After outlining the chronology of the FSA’s action on DSM at yesterday’s FSA board meeting, Smith said: “As the situation has cooled a little, it is clear that whatever the policy which emerges from this process, everyone concerned wants it to be evidence- and science-based. On that basis, because we believe that the evidence and science points to the material that we were calling DSM as being every bit as safe as meat boned in the traditional way, then I’d be hopeful that logic will prevail and the moratorium will be fairly short.” However, he added that this is likely to take a long time.
Smith said that there was a great deal going on to address the issue, both within the industry as well as with the European Commission (EC), and that the EC had been happy with the ‘impactful outcome’ of the UK’s prompt response to the moratorium. However, it also recognised the practical difficulties that the new labelling would impose, and Smith thought that this could result in a delay of the implementation of measures.
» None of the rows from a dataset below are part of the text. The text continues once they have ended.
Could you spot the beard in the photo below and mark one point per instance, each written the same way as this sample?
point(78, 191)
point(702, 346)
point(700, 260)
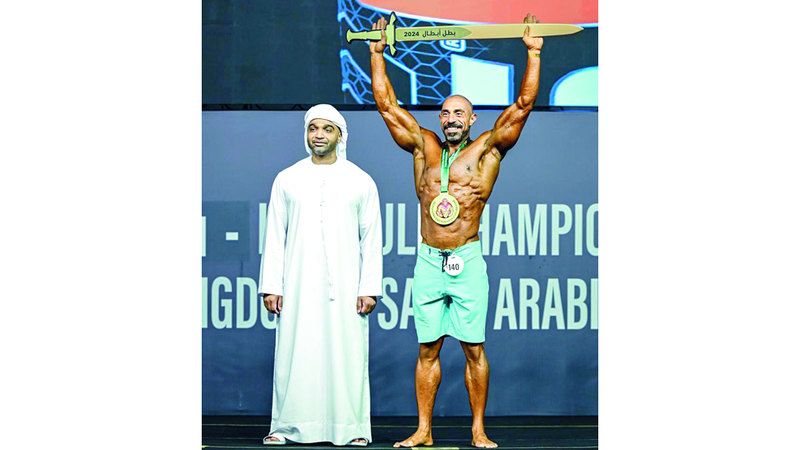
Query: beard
point(454, 137)
point(322, 151)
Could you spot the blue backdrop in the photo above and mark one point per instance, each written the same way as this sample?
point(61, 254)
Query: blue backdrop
point(539, 235)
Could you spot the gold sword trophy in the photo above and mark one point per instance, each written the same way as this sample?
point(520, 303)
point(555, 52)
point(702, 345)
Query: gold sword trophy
point(456, 32)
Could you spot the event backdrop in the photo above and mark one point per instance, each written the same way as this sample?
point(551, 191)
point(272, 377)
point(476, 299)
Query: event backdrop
point(538, 232)
point(268, 53)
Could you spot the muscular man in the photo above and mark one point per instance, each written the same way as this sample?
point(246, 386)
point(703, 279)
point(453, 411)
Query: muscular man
point(321, 271)
point(453, 180)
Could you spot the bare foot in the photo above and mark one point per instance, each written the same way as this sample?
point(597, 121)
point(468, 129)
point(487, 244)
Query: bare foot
point(418, 438)
point(481, 441)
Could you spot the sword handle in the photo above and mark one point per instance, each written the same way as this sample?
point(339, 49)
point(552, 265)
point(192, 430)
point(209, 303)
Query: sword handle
point(375, 35)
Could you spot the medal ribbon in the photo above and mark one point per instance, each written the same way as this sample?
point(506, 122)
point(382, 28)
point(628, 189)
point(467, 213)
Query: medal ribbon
point(446, 165)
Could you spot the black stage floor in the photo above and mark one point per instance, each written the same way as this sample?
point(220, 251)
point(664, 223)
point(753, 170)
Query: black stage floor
point(541, 432)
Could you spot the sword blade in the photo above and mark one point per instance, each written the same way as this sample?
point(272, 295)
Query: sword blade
point(493, 31)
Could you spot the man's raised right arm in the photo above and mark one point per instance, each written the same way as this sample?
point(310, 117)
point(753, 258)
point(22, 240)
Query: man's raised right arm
point(403, 127)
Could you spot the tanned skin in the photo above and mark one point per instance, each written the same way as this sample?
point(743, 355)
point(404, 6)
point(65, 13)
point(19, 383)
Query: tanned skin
point(472, 178)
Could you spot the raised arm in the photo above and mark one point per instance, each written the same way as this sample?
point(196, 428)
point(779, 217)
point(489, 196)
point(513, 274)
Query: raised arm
point(509, 125)
point(403, 127)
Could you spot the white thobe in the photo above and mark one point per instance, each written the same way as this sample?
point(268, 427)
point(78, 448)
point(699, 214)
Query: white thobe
point(321, 251)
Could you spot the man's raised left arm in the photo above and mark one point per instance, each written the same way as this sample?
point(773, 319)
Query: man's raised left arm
point(508, 126)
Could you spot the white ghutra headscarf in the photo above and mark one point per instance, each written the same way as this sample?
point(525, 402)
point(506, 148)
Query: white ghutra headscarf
point(327, 112)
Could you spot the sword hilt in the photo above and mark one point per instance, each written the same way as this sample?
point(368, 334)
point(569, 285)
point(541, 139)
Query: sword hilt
point(375, 35)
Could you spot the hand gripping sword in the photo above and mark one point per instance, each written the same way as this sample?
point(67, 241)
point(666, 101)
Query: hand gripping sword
point(437, 33)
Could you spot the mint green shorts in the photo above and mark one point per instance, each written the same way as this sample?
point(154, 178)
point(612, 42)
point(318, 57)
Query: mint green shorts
point(450, 305)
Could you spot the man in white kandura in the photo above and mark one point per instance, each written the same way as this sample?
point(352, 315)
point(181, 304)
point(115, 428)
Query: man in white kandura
point(321, 273)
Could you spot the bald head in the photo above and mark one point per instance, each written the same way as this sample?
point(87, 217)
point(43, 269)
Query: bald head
point(456, 118)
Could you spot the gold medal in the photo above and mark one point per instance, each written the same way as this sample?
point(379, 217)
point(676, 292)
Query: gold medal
point(444, 209)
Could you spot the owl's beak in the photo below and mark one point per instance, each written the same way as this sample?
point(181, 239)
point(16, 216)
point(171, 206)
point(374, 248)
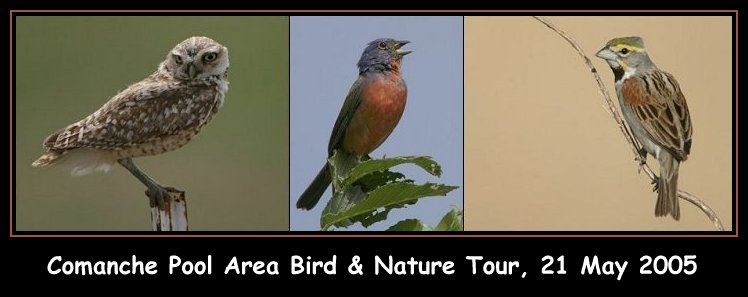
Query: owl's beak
point(192, 71)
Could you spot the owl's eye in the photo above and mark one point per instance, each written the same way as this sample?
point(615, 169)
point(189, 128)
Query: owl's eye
point(210, 57)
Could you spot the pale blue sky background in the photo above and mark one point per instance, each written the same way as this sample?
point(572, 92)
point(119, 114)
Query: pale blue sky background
point(324, 52)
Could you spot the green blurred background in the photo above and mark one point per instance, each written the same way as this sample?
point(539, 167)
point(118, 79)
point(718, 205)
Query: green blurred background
point(235, 172)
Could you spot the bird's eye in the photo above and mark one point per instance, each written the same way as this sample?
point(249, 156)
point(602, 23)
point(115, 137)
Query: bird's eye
point(210, 57)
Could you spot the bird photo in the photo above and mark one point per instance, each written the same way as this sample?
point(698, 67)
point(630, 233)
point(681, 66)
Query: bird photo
point(121, 118)
point(599, 123)
point(159, 114)
point(371, 110)
point(372, 89)
point(656, 112)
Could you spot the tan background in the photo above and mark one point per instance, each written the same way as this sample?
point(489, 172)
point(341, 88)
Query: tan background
point(541, 152)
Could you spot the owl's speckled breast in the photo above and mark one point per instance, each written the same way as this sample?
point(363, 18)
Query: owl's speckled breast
point(180, 137)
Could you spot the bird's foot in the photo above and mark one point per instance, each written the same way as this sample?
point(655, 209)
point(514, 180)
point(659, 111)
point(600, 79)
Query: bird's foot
point(642, 158)
point(157, 195)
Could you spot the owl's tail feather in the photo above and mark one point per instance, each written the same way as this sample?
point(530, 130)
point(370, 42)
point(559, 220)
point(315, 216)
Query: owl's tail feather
point(47, 159)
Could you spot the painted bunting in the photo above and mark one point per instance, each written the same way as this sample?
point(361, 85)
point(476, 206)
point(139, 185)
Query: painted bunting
point(371, 111)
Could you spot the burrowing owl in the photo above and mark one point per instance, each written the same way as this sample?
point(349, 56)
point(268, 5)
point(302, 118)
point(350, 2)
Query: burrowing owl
point(158, 114)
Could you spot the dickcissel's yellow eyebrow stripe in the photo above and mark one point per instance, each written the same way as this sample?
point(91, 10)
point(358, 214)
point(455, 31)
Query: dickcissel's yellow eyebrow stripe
point(619, 47)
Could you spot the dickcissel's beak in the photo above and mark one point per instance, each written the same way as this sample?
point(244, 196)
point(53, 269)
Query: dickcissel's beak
point(606, 53)
point(402, 52)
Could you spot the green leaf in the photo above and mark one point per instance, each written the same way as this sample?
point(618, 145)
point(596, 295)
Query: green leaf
point(452, 221)
point(371, 166)
point(389, 195)
point(408, 225)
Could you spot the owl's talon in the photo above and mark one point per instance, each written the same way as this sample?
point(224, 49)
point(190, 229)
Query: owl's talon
point(157, 195)
point(656, 183)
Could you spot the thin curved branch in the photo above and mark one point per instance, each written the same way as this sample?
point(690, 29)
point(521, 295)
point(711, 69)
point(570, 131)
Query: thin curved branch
point(611, 108)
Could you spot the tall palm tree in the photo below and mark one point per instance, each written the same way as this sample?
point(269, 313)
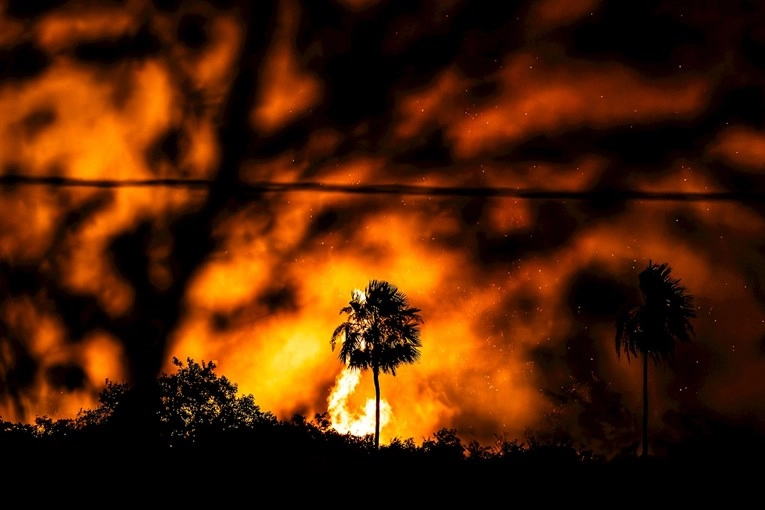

He said that it should give industry comfort that while the moratorium is in place, leeway will be given with regard to the amount of time taken in enforcement.
The FSA is still concerned that the UK is not operating on a level playing field as a result of the moratorium, but Smith said that the language used by the European Commission was noticeably stronger than it has been before. The EC’s director general for health and consumers Paola Tesoti Coggi had also confirmed that it would investigate cases where member states were exporting incorrectly labelled MSM products derived from beef into the UK, following the FSA presenting evidence of non-compliance in other member states.
The Environment, Food and Rural Affairs (EFRA) select committee MPs are meeting this afternoon to question members of the Department of Health on the issues of DSM, with Smith representing the FSA to answer any questions within the FSA’s remit.